Интеллигентный череп коротко распорядился, и близнецы закачались из стороны в сторону, словно тростник под ветром, заколыхались безразмерные футболки на бюрократических животах, и просторный кабинет заполнили золотые мальчишеские голоса: “Однозвучно звенит колокольчик, и дорога пылится слегка…” В их небесных голосах звучало столько скорби и правды, что в душе моей хладной, остылой вновь вскипели слезы, и я уже не знал, отчего все мое тело охвачено морозом – от неправдоподобной красоты или от ужаса, что я снова не смогу сдержать слез.

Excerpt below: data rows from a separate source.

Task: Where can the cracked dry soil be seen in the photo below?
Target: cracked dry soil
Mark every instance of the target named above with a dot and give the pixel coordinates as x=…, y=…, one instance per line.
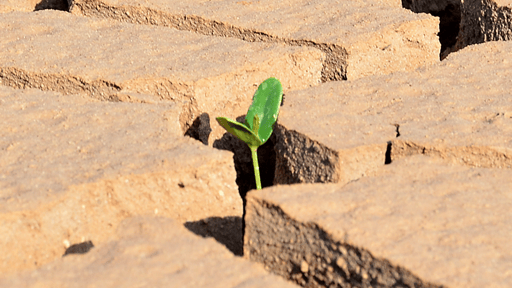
x=109, y=155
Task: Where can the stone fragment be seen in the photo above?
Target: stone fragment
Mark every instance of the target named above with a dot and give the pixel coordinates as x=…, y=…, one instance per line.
x=485, y=20
x=117, y=61
x=359, y=38
x=419, y=222
x=72, y=168
x=150, y=252
x=32, y=5
x=459, y=110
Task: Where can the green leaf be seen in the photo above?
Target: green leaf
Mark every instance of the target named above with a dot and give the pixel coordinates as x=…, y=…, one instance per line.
x=265, y=105
x=241, y=131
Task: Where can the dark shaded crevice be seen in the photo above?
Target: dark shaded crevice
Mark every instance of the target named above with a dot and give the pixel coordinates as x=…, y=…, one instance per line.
x=66, y=84
x=449, y=21
x=388, y=153
x=335, y=63
x=308, y=255
x=225, y=230
x=243, y=161
x=200, y=128
x=53, y=5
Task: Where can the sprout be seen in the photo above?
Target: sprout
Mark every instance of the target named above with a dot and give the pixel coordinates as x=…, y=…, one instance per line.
x=259, y=121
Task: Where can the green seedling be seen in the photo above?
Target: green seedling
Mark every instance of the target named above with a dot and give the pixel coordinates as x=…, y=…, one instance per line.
x=259, y=121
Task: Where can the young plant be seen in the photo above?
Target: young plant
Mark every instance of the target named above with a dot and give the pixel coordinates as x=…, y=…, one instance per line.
x=259, y=121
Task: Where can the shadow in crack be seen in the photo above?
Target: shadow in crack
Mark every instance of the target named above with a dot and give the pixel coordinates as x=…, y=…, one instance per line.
x=226, y=230
x=200, y=128
x=449, y=21
x=52, y=4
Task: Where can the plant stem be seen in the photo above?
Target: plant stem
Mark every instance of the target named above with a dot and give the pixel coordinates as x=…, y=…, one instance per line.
x=256, y=166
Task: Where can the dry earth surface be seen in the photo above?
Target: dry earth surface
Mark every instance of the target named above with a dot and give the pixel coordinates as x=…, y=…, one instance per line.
x=109, y=151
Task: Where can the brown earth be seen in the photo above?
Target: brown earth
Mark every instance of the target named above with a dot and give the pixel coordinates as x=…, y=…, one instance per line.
x=96, y=101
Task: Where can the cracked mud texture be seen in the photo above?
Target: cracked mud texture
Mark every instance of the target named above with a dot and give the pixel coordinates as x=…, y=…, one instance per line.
x=115, y=61
x=150, y=252
x=485, y=20
x=420, y=222
x=72, y=168
x=459, y=110
x=359, y=38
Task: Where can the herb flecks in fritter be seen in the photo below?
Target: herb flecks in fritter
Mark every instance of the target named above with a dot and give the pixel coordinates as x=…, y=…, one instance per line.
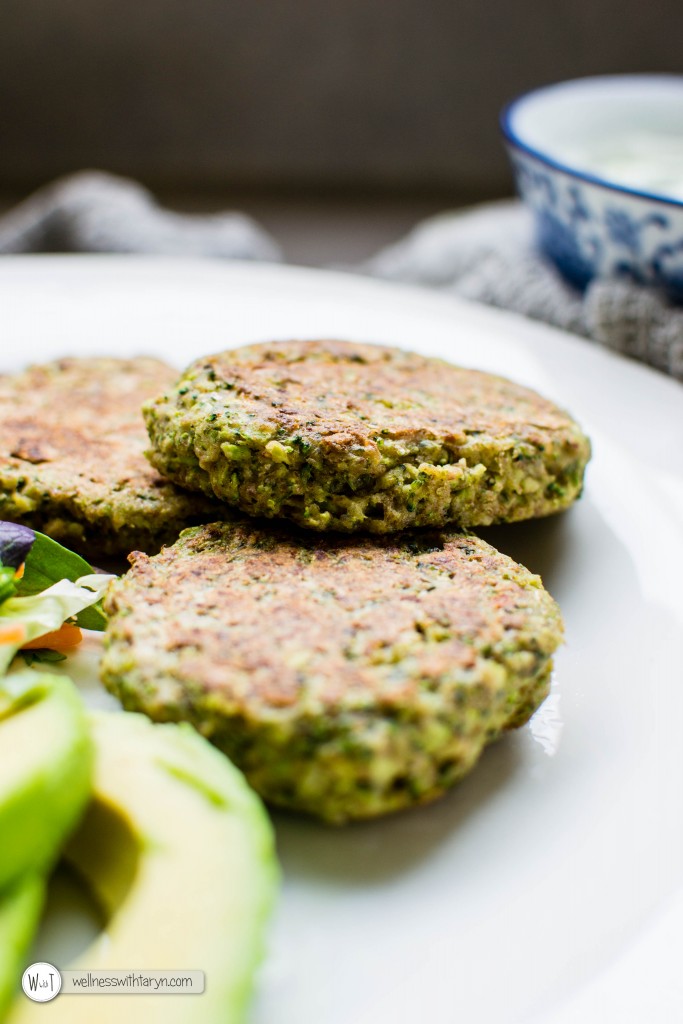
x=72, y=463
x=339, y=435
x=347, y=677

Меня спас завершающий аккорд бреда: в дверях показались ничуть не изменившаяся даунесса Женя-два и переводчица Ронсара с киевского пляжа Вигуровщина. С перехваченным дыханием и приподнявшимися остатками волос я следил, как коренастая дочь-даунесса в слишком тесных шортиках, врезающихся в ее сывороточные ляжки, переваливаясь, ковыляет к раскаявшейся ведьме, а просветленная мать, словно пух от уст Эола, скользит к гипертоническому хозяйственнику и с просветленной улыбкой начинает поправлять ему упавшую на глаза маленковскую прядь.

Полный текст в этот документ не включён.